会話からして姉さんも――これじゃあ名前姉さんもいてややこしいからこれからは必ず名前をつけた方が良さそうね――カナエ姉さんも、お母さんも、以前の事は私と違い何も覚えていないようだった。それなのに、あの世界にいなかったはずの名前姉さんだけが、色々な事において当たっている事を言う。
性別だったり、名前だったり。

私の名を何にするか話題になった時、「しのぶとかどう?」と真っ先に案を出したのもこの子だった。
理由を問われた本人は、しっかり間を空けた後『男でも女でもいけそうな名前を考えたらコレだった』そうだけど。男……まあ、確かにそうかもしれないけど。全く、もう。

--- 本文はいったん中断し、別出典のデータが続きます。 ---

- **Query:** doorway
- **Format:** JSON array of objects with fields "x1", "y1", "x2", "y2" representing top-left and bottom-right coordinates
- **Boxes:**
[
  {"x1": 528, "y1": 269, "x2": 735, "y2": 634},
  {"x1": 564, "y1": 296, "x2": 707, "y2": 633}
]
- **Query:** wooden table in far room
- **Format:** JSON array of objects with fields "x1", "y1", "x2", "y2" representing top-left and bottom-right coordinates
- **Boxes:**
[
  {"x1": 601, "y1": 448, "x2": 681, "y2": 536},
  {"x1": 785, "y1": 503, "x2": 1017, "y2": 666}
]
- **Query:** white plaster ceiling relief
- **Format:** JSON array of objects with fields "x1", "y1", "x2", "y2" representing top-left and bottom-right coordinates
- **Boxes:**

その名を耳にしても、カナエ姉さんもお母さんも何かに気づいたそぶりは見せなかった。むしろそわそわしているのは、何も知らないはずの名前姉さんだけ。ここは真暗だが音だけでもけっこうな事がわかる。
とはいえ前世、命がけで鍛えた賜物はどこかに行ってしまったけれど。これは生まれ変わっている以上仕方がない。

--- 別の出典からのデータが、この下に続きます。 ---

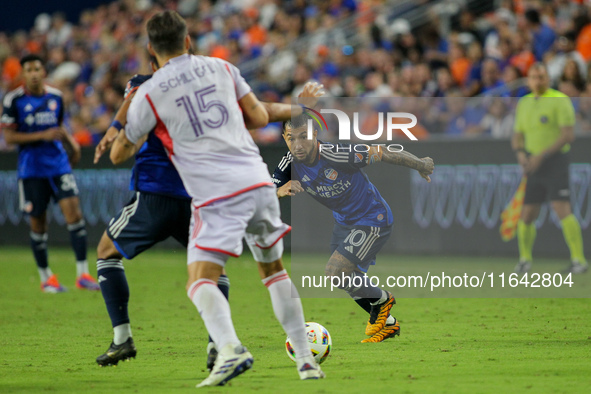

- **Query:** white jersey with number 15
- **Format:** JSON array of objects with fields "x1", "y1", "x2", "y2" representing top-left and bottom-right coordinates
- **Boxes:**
[{"x1": 125, "y1": 55, "x2": 272, "y2": 206}]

私も生まれたら、この記憶全てが消えて無くなるのだろうか。

本当にこのまま行ってカナエ姉さん達に会えるのなら、それでもいいけれど。


***


生まれる日を聞いていた。流石にそこまでは、前世と日時は違ったけれど、私はその日を待ちきれず、でも何かあったら事だから、その日になったらしい事の確認が取れると、その瞬間に再び行動を起こした。

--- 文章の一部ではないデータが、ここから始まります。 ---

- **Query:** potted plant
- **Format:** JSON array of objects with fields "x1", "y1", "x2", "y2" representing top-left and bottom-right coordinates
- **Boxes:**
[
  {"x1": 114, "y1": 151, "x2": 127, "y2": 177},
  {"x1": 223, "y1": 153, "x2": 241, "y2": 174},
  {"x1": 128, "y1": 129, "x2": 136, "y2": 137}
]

思いきり暴れた。あの頃より更に弱い力だけど、事が起きるには事足りる。

やがて母胎にいた頃より確かに聞こえてきた複数の声に、誕生による本能と違う意味でも涙が零れた。


「(ああ……カナエ姉さん、お母さん、お父さん……)っ、うあああんっ」

「生まれましたよ胡蝶さん!元気な女の子です!」

「やった、やった…!流石、僕の奥さんだ!」

「わあ、うまれた、うまれたっ!わたしのいもうと!ふたりめ!」

「はあ、はあ…。ふふ、こんにちは、しのぶちゃん」

「ホントにしのぶになっちゃったよ。……やっべ」


ちょっと名前姉さん、聞こえてるわよ。やっべ、って……どういう意味でやばいなのよ。
適当に言った名前になってしまった事?

それとも……やっぱり、当たってしまった事?

……なんてね。名前姉さんはあの場にいなかったのだから、こんな事考えるだけ無駄なんでしょうけどね。
すごい偶然だとは思うけど。

それにしても、名前姉さん。前からちょくちょく思っていたけれど、名前姉さんの言葉遣いって何だか男の子みたいよ。生まれたばかりでまだよく見えないから何とも言えないけれど、せっかくの顔が台無しなんじゃないかしら。だってカナエ姉さんと『そっくり』なんでしょう?お腹の中で聞いていて知ってるんだから。
まあ、“今の”世では、割と普通みたいだけど。むしろマシな方かもしれないよね。道行く人や、てれびやらじおとやらから聞こえた女の子の声で学んだからわかる。ぎゃると呼ばれる子達の言葉とか、ちょっと何を言っているかわからなかったもの。

某月某日。
私、二度目の胡蝶しのぶは、カナエ姉さんとお母さん、そしてこちらも変わらなかったお父さんと再会と相成ったのだった。